Modern Bicester (1901 to the present)

Bicester had changed little for many centuries. The core of the town remained King's End, Market Square, Sheep Street and Crockwell. Gas supply became available in the town in 1845, piped water from 1905 and a public electricity service after 1929. The town was typical of many of the small rural centres throughout the county.

The population numbers of the urban district were relatively static from 1831. The next century recorded figures as slightly in excess of three thousand. The war years saw a small but significant increase in population with the development of military bases located in the area. Larger housing estates developed in the 1920s and 1940s/50s, mainly comprising public and social housing projects. Real expansion dates from 1960s with a rapid increase of large recent estates located on the outskirts of the town. Improved communications and strategic growth planning have attracted an increased range of industrial units to the town.

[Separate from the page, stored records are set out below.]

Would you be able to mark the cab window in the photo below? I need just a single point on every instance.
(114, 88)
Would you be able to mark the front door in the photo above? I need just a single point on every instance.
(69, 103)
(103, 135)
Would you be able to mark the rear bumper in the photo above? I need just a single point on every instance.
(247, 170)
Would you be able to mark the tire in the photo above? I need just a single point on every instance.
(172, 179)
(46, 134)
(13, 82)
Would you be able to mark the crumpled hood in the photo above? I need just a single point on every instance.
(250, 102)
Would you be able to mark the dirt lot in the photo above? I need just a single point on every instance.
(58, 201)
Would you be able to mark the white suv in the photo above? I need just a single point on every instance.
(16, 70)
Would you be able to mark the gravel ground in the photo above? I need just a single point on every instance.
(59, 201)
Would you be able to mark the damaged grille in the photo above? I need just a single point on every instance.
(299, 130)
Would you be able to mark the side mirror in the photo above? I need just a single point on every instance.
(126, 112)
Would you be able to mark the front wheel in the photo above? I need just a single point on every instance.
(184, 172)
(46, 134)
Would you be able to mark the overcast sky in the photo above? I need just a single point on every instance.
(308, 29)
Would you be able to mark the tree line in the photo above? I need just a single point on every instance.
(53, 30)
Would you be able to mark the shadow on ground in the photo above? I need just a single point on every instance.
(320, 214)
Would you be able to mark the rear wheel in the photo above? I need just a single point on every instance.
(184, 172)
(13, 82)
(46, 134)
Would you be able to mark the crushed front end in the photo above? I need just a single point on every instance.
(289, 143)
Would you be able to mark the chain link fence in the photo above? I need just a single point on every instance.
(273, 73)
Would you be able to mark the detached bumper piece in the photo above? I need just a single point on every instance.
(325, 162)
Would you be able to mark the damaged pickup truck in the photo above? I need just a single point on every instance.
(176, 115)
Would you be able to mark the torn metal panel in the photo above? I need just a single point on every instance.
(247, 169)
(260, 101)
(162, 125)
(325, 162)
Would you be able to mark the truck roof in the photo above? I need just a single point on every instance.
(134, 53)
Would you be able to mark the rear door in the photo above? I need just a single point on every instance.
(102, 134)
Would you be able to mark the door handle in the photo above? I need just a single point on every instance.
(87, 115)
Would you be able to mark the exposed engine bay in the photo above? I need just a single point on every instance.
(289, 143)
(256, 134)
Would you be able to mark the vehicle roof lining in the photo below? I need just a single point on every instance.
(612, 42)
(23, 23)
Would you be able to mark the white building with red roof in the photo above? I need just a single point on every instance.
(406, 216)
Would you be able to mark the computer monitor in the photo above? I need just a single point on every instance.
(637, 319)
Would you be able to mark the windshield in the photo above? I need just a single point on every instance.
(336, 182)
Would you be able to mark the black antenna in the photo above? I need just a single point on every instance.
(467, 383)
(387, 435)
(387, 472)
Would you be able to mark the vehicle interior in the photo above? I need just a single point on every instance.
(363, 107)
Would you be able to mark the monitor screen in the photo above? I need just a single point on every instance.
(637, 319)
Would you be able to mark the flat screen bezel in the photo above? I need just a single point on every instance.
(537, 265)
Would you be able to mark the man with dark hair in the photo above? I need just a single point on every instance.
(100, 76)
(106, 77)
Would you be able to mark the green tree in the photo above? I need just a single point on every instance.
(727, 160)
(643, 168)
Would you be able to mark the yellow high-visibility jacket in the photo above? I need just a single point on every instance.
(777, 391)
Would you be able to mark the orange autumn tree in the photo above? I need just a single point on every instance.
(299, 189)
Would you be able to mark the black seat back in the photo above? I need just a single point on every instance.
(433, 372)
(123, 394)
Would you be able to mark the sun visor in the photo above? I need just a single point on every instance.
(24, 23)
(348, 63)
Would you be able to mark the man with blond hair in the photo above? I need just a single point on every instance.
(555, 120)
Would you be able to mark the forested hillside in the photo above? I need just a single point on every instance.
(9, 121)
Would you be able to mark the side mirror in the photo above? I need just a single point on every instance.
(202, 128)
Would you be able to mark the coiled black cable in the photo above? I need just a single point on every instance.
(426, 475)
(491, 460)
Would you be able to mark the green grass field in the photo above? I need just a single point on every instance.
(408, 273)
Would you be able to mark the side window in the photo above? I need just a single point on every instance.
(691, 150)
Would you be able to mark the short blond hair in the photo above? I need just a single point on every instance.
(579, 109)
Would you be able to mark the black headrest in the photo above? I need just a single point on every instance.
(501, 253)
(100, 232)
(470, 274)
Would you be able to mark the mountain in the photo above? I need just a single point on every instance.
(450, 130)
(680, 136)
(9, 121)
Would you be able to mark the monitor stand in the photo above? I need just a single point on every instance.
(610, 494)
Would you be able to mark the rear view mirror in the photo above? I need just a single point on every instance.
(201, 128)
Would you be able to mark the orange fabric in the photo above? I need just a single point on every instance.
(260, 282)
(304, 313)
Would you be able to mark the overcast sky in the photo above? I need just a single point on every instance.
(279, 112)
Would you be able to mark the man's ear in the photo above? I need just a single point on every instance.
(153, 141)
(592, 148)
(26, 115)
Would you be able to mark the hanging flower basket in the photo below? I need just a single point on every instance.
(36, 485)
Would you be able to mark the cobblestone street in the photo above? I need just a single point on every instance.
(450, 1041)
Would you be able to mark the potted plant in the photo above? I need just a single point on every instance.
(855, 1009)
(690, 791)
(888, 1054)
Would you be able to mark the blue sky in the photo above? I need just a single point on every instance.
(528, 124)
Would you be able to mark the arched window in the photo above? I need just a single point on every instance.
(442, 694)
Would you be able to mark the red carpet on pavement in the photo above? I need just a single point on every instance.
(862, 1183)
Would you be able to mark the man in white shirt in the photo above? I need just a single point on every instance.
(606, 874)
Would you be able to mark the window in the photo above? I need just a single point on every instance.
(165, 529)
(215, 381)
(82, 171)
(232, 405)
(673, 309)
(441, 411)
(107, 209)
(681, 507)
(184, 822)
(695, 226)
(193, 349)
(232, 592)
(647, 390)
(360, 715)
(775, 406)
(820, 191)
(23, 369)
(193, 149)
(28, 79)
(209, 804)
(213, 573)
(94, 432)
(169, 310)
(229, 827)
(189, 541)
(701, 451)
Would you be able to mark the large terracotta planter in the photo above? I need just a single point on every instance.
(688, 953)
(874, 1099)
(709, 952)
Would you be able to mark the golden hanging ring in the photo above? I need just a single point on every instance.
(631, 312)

The First World War saw local volunteers committed to active duty on the Western Front. The present Home Tree House became Red Cross Hospital and refugees from Belgium were billeted in the town. The R.A.F. began construction of Bicester Airfield at Caversfield and Upper Heyford.

The Second World War saw a strengthening of military ties. Evacuees from London arrived at the town in the early stages of the conflict. The population adapted to a wartime economy as the realities of the Homefront became apparent. Air raids were a real threat and shelters were built at various locations. Large residencies were taken over to house important institutions such as the B.B.C. Women volunteers played an increasingly important role in maintaining services, the Land Army assisted farming expansion as home produced food supplies became vital to the war effort. Volunteers joined the Civil Defence and Police Forces.

The Home Guard numbered 1600 men by 1944 in detachments scattered throughout the Bicester area. A range of defences were constructed to repulse the threat of invasion. Pill boxes still remain as evidence of the emergency measures taken to ensure the defence of the region.

Local Airfields provided vital training bases for R.A.F. aircrews. A number of secret missions took place from R.A.F. Bicester. Bicester Ordinance Depot was established to supply war materials for the invasion of Europe. Prisoners of War were housed at Blackthorn. They were employed working at local farms and clay pits. A second wave of evacuees descended on the area as the V1 Flying Bombs caused a new threat to south east England. One landed at Brill in 1944. War cemeteries are to be found at Caversfield, Middleton Stoney and Upper Heyford.

The airbase at Upper Heyford was used by American forces during the Cold War period. An air strike on Libya flew from the base. The Great Train Robbery captured the public imagination as the gang hid out at Leatherslade Farm, near Brill. The construction of the M40 and other major route ways has transformed the local countryside.

The present plans to develop Bicester Town Centre, leisure and retail facilities, communications and additional residential estates will influence the town for many years into the future.